New Wallpaper
You’re streaming your whole elaborate life to strangers on Snapchat, Periscope, Instagram—people who don’t know you and are mostly just hoping you’ll embarrass yourself so they have something to laugh about. But you feel superior for being there. Ahead. Not like the older people still stuck on whatever came before.
Then someone younger moves, and you’re the one left behind.
The platforms don’t actually care about your loyalty. The only thing that matters to them is extraction—data, attention, whatever they can sell. Once that equation stops working, the smart people are already gone. Trendsetters jump platforms the second they notice the losers showing up, because that’s when the cool drains out.
This happens in exactly the same way every time. Someone finds a new app, it feels pure and undiscovered, it gets big, you realize you’re part of a crowd performing for metrics, you leave. Same cycle, different name.

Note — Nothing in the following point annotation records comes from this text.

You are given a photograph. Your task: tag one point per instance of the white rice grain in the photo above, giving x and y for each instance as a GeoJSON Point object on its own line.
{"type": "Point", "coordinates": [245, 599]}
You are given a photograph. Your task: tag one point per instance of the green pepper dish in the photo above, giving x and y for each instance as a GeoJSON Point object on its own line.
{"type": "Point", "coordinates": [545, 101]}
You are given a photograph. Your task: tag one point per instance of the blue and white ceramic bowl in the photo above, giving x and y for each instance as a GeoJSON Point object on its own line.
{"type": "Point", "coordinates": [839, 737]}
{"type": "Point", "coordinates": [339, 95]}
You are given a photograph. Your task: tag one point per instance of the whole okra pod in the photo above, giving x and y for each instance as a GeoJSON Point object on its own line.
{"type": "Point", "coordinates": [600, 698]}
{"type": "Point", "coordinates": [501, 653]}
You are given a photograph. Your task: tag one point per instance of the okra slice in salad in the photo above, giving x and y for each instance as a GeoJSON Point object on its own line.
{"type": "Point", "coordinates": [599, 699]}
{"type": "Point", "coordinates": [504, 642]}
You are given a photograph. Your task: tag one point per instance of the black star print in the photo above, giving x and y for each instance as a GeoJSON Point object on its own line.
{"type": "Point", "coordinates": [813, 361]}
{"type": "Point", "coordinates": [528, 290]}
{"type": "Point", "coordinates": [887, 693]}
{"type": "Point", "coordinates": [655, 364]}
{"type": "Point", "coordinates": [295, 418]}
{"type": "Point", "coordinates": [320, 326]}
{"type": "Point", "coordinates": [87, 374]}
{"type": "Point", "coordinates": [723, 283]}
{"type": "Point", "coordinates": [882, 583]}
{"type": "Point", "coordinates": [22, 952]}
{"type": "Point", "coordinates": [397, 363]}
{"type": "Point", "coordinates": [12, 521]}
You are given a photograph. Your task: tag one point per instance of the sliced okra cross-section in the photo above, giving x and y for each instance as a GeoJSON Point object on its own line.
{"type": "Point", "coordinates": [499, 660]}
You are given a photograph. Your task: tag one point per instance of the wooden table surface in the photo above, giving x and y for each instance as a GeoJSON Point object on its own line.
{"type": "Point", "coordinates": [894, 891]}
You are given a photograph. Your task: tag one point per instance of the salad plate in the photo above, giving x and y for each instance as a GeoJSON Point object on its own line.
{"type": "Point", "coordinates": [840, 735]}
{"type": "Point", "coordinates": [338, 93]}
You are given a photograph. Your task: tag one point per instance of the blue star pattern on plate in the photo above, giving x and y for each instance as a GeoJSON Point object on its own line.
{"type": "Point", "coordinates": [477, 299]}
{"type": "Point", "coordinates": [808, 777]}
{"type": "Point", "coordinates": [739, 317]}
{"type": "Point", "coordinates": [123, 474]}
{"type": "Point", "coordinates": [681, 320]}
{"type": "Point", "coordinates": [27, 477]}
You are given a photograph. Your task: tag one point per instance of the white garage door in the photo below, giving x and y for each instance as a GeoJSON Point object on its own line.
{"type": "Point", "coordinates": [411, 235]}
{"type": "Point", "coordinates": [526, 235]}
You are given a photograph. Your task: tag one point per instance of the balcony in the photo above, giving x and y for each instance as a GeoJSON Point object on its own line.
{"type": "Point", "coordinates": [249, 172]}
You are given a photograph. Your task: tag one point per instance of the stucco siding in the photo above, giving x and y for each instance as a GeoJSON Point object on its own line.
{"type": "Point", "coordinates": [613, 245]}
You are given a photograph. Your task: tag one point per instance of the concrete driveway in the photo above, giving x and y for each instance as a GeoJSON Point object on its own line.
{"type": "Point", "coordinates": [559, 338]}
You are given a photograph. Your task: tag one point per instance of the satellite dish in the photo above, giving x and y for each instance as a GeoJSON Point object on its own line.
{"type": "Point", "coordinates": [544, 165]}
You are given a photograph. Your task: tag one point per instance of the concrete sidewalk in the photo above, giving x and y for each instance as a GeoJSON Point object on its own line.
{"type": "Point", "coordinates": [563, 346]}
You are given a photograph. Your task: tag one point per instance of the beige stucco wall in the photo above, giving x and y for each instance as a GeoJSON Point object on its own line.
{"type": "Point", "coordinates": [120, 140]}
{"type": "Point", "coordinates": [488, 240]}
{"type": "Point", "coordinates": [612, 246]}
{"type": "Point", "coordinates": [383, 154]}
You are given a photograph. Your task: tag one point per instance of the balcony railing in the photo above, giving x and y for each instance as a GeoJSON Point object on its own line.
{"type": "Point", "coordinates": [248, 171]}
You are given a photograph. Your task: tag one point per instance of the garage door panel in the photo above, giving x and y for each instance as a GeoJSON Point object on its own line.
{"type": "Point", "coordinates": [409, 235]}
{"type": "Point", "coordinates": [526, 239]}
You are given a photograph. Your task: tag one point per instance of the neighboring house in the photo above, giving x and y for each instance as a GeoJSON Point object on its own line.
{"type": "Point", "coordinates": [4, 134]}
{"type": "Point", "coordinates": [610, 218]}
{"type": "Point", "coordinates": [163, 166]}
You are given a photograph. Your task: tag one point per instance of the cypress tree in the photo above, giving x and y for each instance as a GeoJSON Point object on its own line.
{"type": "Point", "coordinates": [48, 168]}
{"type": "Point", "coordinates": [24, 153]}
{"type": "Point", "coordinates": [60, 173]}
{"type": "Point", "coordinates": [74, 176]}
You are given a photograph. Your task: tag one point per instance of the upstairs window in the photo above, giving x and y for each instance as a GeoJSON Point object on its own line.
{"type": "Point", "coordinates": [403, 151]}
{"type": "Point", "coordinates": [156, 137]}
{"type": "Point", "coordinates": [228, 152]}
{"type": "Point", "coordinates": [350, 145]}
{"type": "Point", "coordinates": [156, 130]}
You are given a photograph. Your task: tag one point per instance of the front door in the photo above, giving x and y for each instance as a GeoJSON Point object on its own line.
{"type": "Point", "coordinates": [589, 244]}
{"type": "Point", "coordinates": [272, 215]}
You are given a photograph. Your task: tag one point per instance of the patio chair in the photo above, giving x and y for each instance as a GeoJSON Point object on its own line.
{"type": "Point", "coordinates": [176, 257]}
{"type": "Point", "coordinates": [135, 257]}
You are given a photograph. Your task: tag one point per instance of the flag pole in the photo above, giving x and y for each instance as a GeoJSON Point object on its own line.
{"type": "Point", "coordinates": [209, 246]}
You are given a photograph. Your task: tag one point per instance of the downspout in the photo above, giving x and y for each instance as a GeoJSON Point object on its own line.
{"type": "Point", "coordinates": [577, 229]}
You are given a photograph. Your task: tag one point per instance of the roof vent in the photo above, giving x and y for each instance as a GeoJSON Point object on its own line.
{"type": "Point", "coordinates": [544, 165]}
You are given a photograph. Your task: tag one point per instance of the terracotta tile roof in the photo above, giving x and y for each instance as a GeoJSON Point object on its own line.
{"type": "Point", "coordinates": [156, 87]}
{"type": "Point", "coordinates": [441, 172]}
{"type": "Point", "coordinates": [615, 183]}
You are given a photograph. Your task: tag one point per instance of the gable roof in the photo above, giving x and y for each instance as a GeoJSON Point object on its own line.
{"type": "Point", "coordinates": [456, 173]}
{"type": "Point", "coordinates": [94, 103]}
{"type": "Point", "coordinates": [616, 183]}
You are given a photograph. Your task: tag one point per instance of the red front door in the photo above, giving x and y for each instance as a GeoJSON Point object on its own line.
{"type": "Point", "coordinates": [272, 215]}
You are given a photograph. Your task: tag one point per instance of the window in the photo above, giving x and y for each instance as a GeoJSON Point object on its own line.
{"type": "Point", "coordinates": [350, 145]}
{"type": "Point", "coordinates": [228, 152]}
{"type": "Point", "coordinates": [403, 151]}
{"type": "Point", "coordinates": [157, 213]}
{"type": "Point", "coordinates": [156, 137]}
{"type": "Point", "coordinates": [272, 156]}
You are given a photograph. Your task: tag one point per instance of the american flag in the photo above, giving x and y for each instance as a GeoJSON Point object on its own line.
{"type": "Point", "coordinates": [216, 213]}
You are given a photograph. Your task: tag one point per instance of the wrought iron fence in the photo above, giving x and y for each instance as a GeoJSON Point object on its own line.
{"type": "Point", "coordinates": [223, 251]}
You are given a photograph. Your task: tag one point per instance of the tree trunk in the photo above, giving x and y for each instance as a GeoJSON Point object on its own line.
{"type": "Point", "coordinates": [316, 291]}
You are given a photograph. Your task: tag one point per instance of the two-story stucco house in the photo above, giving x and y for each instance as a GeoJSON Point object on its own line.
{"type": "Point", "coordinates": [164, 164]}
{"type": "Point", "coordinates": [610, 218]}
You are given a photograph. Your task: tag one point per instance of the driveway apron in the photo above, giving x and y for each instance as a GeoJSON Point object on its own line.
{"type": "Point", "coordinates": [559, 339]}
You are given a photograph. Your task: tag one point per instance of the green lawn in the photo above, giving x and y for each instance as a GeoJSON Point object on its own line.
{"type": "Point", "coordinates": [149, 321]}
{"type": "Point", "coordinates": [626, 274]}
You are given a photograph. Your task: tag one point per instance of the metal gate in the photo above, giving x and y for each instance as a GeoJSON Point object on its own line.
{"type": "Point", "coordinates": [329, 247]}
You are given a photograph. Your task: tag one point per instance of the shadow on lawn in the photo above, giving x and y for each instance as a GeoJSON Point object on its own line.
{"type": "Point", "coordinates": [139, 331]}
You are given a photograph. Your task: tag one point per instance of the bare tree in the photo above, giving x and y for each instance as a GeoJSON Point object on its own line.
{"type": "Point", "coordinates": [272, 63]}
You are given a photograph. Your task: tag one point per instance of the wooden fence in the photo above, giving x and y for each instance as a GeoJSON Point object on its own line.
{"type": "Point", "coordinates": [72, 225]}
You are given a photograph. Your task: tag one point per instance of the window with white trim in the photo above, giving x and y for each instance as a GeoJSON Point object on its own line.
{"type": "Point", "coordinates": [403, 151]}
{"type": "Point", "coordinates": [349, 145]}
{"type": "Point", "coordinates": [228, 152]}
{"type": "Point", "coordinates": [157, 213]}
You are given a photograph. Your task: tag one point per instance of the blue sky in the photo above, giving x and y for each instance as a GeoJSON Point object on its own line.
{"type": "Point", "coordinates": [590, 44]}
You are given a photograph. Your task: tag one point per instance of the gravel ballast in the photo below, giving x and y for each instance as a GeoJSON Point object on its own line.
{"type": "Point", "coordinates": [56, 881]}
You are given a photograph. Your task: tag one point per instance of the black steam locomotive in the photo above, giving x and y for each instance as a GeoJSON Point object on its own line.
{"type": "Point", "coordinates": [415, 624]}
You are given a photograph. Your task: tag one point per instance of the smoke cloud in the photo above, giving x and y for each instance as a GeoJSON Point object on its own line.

Houseparty was the latest version—supposed to be just friends hanging out on video, a digital room without the performance machinery. Made by the Meerkat people. And it did have that thing where it felt intimate for a minute, before the inevitable happened and it became another platform, another performance space. Which, honestly, was always going to happen.
I’ve been through enough of these to see it’s not about finding the right app. It’s just the same game on repeat. The treadmill never stops, it just gets new wallpaper.